VERDUN (FRANCE):French President Francois Hollande and Germany’s Chancellor Angela Merkel want their countries’ improbable friendship to be a source of hope for today’s fractured Europe as they commemorate the centenary of the longest battle of World War I.

Visitors walk among the thousands of crosses marking the graves of French soldiers killed in the Battle of Verdun at the ossuary of Douaumont on Friday in Verdun, France. The battle that took place between February 21 and December 18, 1916 killed 1,63,000 French and 1,43,000 German soldiers and wounded hundreds of thousands of others.

In extensive ceremonies on Sunday in eastern France, Mr. Hollande and Ms.
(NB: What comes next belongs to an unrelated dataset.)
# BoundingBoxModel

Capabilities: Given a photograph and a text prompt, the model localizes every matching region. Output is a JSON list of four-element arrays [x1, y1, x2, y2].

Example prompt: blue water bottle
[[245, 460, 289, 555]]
Merkel are marking 100 years since the 10-month Battle of Verdun, (February 21, 1916 to December 18, 1916) which killed 1,63,000 French and 1,43,000 German soldiers and wounded hundreds of thousands of others.

Educating the youth

With no survivors left to remember the war, the commemoration events are focusing on educating youth, and will include 4,000 French and German children.

Ms. Merkel said on Saturday the event shows how good German-French relations were today and the achievements of European unity. She expressed hope Britain would not vote to leave the European Union next month.